Stupéfaite, Danaë sentit sa gorge se serrer. Se marier? Avec qui? Qui lui avait fait cette promesse? Ou... qui la lui ferait? Mais ce n'était qu'un rêve, rien de plus. Toutes ces choses n'étaient pas arrivées et elles n'arriveraient jamais.
Soudain, des cris retentirent, quelque part, tout près d'eux. Cette fois-ci, Tom releva la tête. Ses yeux cherchèrent l'origine des pas qui résonnaient. Il se leva précipitamment et se mit à courir dans la direction opposée. Jaillirent alors devant lui trois formes diffuses dans l'ombre. Il fit un bon en arrière et s'apprêta à s'enfuir à nouveau lorsque, de l'autre côté, trois autres silhouettes surgirent, lui coupant la route. Il sembla à Danaë que les deux groupes se toisaient au-dessus de Tom dont le regard allait incessamment de l'un à l'autre. Le cercle qui s'était formé autour de lui se rétracta soudain. Danaë aperçut l'expression affolée de Tom, puis elle entendit son cri, un hurlement qui fendit la nuit en deux comme elle se précipitait vers lui en criant son nom.
L'étoffe du rêve se déchira. Elle était assise dans son lit, trempée de sueur, la gorge brûlante et les membres roides.
" Tom..." chuchota-t-elle.
Catherine Cembre se réveilla en sursaut. La nuit tachait encore les murs de ténèbres. Elle perçut le son monotone de l'horloge qui laissait couler l'éternel engrenage des minutes et des heures. Il lui sembla que le bruit s'amplifiait, résonnait de plus en plus fort dans sa tête. Ses yeux scrutèrent furtivement l'obscurité. Personne. Pas âme qui vive. Pourtant, elle avait cru entendre des voix, des pas, tout près d'elle. Elle soupira et s'essuya le front. La chaleur était insupportable. C'était sûrement cela. elle avait dû délirer dans un demi-sommeil. Elle cilla plusieurs fois, tentant de se remémorer le songe qu'elle venait de faire. Son cur battait la chamade dans sa poitrine.
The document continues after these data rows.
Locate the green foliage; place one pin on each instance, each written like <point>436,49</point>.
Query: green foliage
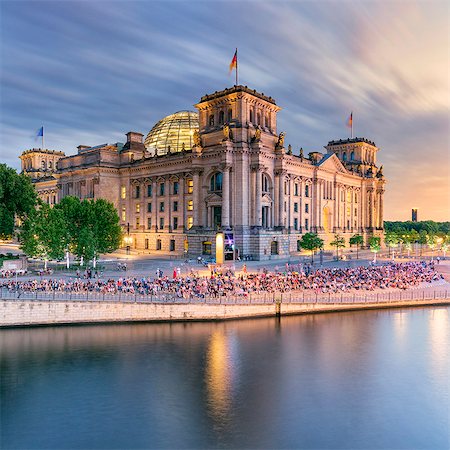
<point>356,239</point>
<point>375,244</point>
<point>338,242</point>
<point>391,239</point>
<point>428,226</point>
<point>17,198</point>
<point>44,233</point>
<point>312,242</point>
<point>87,228</point>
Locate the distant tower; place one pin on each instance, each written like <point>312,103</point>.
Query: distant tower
<point>38,163</point>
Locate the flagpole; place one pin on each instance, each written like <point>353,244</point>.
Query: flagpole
<point>236,67</point>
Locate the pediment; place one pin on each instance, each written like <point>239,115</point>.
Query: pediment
<point>332,162</point>
<point>213,197</point>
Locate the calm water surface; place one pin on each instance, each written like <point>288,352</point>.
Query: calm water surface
<point>375,379</point>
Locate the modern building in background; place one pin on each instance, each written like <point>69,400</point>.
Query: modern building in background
<point>222,168</point>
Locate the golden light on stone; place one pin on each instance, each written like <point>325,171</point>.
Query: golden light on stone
<point>220,244</point>
<point>173,133</point>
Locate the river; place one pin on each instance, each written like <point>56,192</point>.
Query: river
<point>359,380</point>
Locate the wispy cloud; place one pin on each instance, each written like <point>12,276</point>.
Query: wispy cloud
<point>91,71</point>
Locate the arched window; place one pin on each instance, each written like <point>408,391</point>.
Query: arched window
<point>216,182</point>
<point>265,183</point>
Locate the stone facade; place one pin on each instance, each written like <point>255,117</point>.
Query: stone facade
<point>237,177</point>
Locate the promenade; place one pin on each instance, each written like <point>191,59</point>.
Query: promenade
<point>221,296</point>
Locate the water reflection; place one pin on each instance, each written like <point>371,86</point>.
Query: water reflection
<point>220,374</point>
<point>318,381</point>
<point>439,341</point>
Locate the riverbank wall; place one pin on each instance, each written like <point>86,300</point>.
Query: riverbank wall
<point>16,313</point>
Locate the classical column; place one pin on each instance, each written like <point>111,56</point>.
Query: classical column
<point>155,205</point>
<point>281,215</point>
<point>226,196</point>
<point>380,211</point>
<point>181,203</point>
<point>196,197</point>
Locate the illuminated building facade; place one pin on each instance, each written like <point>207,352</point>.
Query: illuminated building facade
<point>224,168</point>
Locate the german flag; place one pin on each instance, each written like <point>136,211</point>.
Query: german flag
<point>233,64</point>
<point>350,120</point>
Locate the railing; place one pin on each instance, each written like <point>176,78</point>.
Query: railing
<point>294,297</point>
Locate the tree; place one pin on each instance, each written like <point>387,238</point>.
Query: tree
<point>357,240</point>
<point>338,242</point>
<point>17,199</point>
<point>312,242</point>
<point>93,226</point>
<point>374,244</point>
<point>391,239</point>
<point>44,234</point>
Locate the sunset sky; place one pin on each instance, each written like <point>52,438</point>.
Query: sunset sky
<point>91,71</point>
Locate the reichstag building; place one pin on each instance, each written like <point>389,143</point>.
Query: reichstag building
<point>224,168</point>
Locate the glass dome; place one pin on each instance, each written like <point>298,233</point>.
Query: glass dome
<point>172,132</point>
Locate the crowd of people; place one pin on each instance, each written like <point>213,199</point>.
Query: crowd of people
<point>333,280</point>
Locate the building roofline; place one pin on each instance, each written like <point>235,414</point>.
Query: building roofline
<point>234,89</point>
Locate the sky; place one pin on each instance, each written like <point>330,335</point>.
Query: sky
<point>90,71</point>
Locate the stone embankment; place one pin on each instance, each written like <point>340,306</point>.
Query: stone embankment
<point>17,312</point>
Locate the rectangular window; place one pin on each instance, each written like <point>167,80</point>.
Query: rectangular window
<point>206,247</point>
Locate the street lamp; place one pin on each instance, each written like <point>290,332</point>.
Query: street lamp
<point>128,241</point>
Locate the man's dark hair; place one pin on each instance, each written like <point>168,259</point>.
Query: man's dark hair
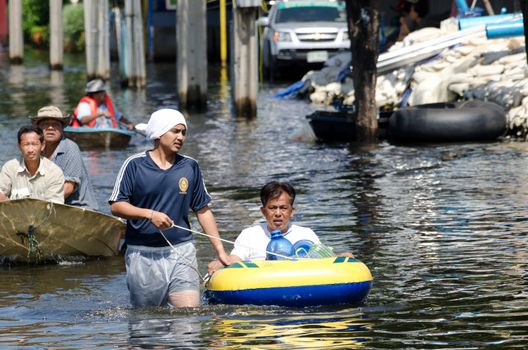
<point>30,128</point>
<point>274,189</point>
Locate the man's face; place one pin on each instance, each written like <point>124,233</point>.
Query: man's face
<point>278,212</point>
<point>174,138</point>
<point>99,97</point>
<point>52,130</point>
<point>30,146</point>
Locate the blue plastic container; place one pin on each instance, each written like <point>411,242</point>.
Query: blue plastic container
<point>278,245</point>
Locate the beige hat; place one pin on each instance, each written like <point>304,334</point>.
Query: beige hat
<point>95,85</point>
<point>50,112</point>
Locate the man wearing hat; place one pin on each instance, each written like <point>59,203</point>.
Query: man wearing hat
<point>32,176</point>
<point>66,154</point>
<point>96,109</point>
<point>154,191</point>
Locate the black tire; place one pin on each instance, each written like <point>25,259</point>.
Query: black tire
<point>448,122</point>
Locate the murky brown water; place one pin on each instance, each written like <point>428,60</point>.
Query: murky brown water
<point>443,229</point>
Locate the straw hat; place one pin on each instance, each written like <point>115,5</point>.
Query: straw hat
<point>50,112</point>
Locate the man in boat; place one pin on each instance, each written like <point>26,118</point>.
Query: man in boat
<point>66,154</point>
<point>33,176</point>
<point>154,191</point>
<point>96,109</point>
<point>277,208</point>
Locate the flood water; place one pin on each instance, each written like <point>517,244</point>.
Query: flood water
<point>443,229</point>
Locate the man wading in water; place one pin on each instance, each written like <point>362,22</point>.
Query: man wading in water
<point>154,190</point>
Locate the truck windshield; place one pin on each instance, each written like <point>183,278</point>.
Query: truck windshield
<point>310,14</point>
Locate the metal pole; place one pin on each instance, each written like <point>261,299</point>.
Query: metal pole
<point>16,38</point>
<point>139,51</point>
<point>56,35</point>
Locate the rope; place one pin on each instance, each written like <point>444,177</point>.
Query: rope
<point>231,242</point>
<point>184,260</point>
<point>33,244</point>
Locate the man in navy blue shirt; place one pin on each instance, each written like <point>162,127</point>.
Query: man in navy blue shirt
<point>154,190</point>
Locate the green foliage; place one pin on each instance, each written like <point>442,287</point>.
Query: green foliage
<point>73,15</point>
<point>35,21</point>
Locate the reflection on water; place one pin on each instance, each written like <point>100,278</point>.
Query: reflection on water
<point>443,229</point>
<point>344,330</point>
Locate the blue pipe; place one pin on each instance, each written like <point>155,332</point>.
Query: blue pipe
<point>462,6</point>
<point>464,23</point>
<point>504,30</point>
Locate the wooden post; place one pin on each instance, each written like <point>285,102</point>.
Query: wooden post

Elle se rappelait vaguement de plusieurs personnes, une... bande, des silhouettes encapuchonnées, une voix qui l'appelait à l'aide. Elle passa ses mains sur son visage. Tout à coup, la porte s'ouvrit à la volée, et un flot de lumière baigna sa chambre. Catherine bondit hors de son lit, éblouie par l'éclat de l'ampoule du couloir.
Ce n'était que Danaë. Danaë, échevelée, sa chemise de nuit froissée, les yeux hagards, la fixait depuis l'embrasure de la porte.
- Maman, murmura-t-elle, maman...
- Danaë! s'exclama Catherine, que se passe-t-il?
Danaë déglutit péniblement.
- J'ai fait un rêve.
- Je suis sûre qu'il est en danger, maman, il faut y aller! Tu... tu as vu non? Tu as fait ce rêve, toi aussi!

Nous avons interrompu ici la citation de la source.